2nd Battalion Yorkshire Regiment. Son of George and Ellen Harfield, of The
Railway Hotel, Norton, Malton, Yorks. Killed 17 October 1916. Aged 23.
Born Richmond (Yorks), Enlisted Richmond (Yorks).
Commemorated on Pier and Face 3A & 3D, THIEPVAL MEMORIAL.
John Sly (<sly211@btinternet.com>) has researched the career of Private
Harfield in connection with Private Harfield's medals. John has written a
short biography of Private Harfield.
Army Medal Office rolls confirm the award of the 1914 Star and Bar, giving his date of disembarkation as 5 October 1914 (WO 329/953 p 541, WO 329/2440 p 59).
He was born 9 February 1894 at The Barracks, Richmond, Yorkshire, the son of George Harfield, Sergeant, 1/Yorkshire Regiment, and his wife Ellen (nee Cole).
In 1901 he was living with his family at 10 Albert Place, Richmond. He was age seven, attending school, born Richmond, Yorkshire.
He attested 13 March 1908, age fourteen years. He was four feet ten and a half inches tall, and weighed ninety-three pounds. He had a fresh complexion, brown eyes, and brown hair. At the time of enlistment he was a schoolboy, born in Richmond and attested at Richmond. Remarks: ‘WO Letter’.
In 1911 he was with the battalion at the Infantry Barracks, Fulford Road, York; he was age seventeen, a Drummer, born Richmond, Yorkshire.
He was killed in action on 17 October 1916. A detailed account of the action is contained in the war diary for October 1916.

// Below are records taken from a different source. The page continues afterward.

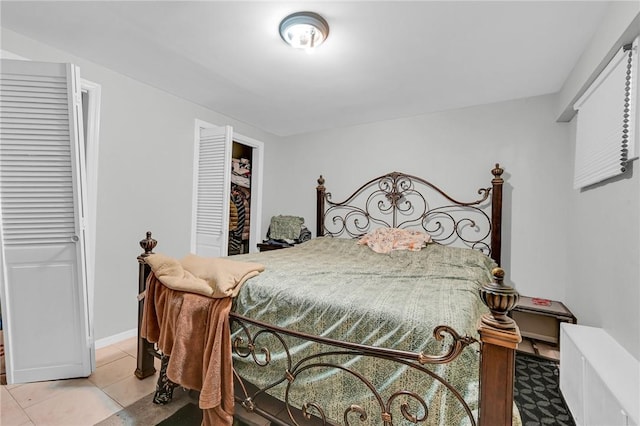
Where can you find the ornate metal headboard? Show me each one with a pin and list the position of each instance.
(400, 200)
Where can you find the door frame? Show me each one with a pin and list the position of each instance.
(257, 164)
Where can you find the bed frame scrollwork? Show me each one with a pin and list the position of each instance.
(398, 204)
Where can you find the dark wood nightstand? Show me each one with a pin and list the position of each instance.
(270, 246)
(539, 324)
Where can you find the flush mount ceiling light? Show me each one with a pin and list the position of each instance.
(304, 30)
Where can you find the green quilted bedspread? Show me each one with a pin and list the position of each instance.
(336, 288)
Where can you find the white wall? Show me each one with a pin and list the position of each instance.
(145, 177)
(604, 229)
(456, 149)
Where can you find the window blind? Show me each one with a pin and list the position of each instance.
(606, 137)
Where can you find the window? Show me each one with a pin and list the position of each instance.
(606, 138)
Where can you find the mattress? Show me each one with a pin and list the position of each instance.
(339, 289)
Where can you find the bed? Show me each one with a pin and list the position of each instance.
(347, 330)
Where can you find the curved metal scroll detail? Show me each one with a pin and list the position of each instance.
(457, 346)
(398, 200)
(245, 346)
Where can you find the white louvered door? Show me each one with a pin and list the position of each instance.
(44, 287)
(212, 191)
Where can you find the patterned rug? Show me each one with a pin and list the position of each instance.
(537, 392)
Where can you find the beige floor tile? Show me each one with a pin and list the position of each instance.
(11, 413)
(108, 354)
(113, 372)
(129, 390)
(81, 406)
(29, 394)
(129, 346)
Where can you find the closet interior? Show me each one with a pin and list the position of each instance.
(240, 203)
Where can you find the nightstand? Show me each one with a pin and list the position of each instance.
(539, 322)
(272, 246)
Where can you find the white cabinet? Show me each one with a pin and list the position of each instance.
(599, 379)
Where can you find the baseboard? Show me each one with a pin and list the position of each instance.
(101, 343)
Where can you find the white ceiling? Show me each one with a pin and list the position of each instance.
(382, 60)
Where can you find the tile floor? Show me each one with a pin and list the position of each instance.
(81, 402)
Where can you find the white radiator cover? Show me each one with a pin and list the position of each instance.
(599, 379)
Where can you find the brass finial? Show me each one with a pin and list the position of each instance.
(500, 299)
(148, 244)
(497, 171)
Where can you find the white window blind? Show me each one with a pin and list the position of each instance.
(606, 138)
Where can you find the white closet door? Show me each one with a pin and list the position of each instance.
(212, 191)
(44, 286)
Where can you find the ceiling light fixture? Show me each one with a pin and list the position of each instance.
(304, 30)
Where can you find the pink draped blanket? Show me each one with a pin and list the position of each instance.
(194, 331)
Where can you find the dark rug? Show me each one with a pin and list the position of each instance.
(190, 414)
(537, 396)
(537, 392)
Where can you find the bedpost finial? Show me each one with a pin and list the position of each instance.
(148, 244)
(497, 171)
(500, 299)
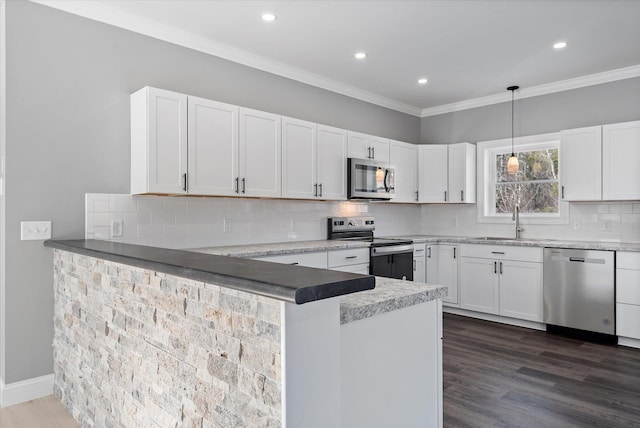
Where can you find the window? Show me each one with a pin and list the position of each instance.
(534, 188)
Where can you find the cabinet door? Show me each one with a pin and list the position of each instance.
(260, 154)
(404, 157)
(521, 290)
(158, 141)
(620, 155)
(332, 163)
(213, 147)
(479, 285)
(358, 146)
(581, 164)
(442, 269)
(462, 173)
(432, 172)
(379, 148)
(298, 159)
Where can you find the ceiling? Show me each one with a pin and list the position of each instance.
(469, 50)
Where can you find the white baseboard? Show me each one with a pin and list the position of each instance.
(26, 390)
(495, 318)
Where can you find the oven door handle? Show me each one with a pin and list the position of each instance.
(392, 249)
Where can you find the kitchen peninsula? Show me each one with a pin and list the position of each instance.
(147, 336)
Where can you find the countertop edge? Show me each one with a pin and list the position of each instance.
(190, 265)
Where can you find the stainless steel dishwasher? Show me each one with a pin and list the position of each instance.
(579, 290)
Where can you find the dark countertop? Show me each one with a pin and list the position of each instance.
(294, 284)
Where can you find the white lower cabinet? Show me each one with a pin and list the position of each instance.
(502, 280)
(354, 260)
(442, 269)
(628, 297)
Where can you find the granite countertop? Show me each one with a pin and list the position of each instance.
(294, 284)
(389, 295)
(279, 248)
(524, 242)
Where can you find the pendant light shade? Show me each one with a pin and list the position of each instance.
(512, 165)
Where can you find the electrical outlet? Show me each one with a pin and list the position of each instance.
(117, 227)
(35, 230)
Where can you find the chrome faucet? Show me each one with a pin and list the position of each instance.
(516, 218)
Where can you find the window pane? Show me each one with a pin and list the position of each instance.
(534, 165)
(532, 197)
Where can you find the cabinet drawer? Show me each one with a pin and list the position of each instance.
(502, 252)
(627, 260)
(317, 260)
(628, 286)
(628, 320)
(351, 256)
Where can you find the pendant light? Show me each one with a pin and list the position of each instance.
(512, 165)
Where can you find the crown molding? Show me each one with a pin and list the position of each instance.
(534, 91)
(102, 12)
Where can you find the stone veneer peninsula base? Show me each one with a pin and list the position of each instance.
(135, 347)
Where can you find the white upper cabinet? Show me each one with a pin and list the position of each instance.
(314, 161)
(260, 154)
(331, 166)
(620, 155)
(581, 164)
(447, 173)
(433, 173)
(213, 147)
(158, 141)
(462, 173)
(363, 146)
(404, 158)
(299, 159)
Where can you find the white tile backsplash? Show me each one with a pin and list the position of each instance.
(183, 222)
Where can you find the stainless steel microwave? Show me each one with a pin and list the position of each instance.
(370, 179)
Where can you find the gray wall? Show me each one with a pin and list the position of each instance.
(592, 105)
(69, 81)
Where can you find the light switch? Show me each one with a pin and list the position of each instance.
(35, 230)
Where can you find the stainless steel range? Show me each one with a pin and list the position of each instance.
(391, 258)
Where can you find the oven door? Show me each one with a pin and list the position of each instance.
(370, 180)
(393, 261)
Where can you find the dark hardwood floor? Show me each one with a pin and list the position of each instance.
(496, 375)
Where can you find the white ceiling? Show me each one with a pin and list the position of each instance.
(469, 50)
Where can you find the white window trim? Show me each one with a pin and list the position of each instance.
(486, 162)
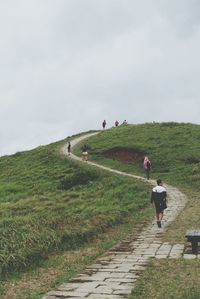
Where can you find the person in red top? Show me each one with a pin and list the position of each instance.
(147, 167)
(116, 123)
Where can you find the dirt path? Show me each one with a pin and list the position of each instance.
(114, 275)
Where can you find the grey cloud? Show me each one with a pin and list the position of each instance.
(67, 65)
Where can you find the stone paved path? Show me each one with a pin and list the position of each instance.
(113, 276)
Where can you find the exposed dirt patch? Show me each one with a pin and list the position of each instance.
(125, 154)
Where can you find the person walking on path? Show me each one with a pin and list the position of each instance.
(85, 152)
(104, 124)
(147, 167)
(116, 123)
(158, 198)
(69, 148)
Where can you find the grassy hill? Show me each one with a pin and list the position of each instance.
(52, 206)
(174, 150)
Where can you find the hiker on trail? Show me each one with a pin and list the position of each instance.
(104, 124)
(69, 148)
(85, 152)
(158, 198)
(147, 167)
(116, 123)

Wylly described the attack as follows:
‘On the 17th and 18th [October] the Division was engaged in an attack near the Le Transloy Ridges in the Gueudecourt area, the first task allotted to the 2nd Green Howards [sic] being the capture of a portion of Bayonet Trench, forming a defensive flank on the right, while at the same time a bombing party was to work up Bright Trench to its junction with Bayonet Trench. For the direct attack of Bayonet Trench three companies were detailed - D, C and A in that order from right to left - two platoons of B were to form the defensive flank, the remaining two assisting in the attack and supplying carrying parties if called upon. Half the Battalion bombers under Lieutenant R A Field, were to work up Bite Trench, the remainder moving with D Company and making a block in Bayonet Trench. The three attacking companies were to move in two lines, each company having two platoons in the front line and two in the second, the men moving at two paces interval with ten paces between the lines. During the evening of the 17th the companies were assembled in New Trench and in the front line to the right of it, and shortly before zero the men lay down in two lines, one along the tape which had previously been laid out, and other ten yards in rear of it. A Vickers Maxim Gun team, one of two allotted to the Battalion, got into position in rear of the right of C Company…The right and centre companies - D and C - had closed up until they consisted of groups of six or seven men each, somewhat irregularly spaced, from twenty to thirty yards from the German trench, and D only waited to charge forward till its rear line was nearer…Unhappily at this moment the left company - A - which had by this lost both its officers, and was under the fire of a machine gun on the left and also of rifles, wavered and fell back, and this movement unfortunately spread all down the line and could not be checked. Only two unwounded officers remained now with the attacking line, and thus the whole line fell back, the flanking parties conforming.’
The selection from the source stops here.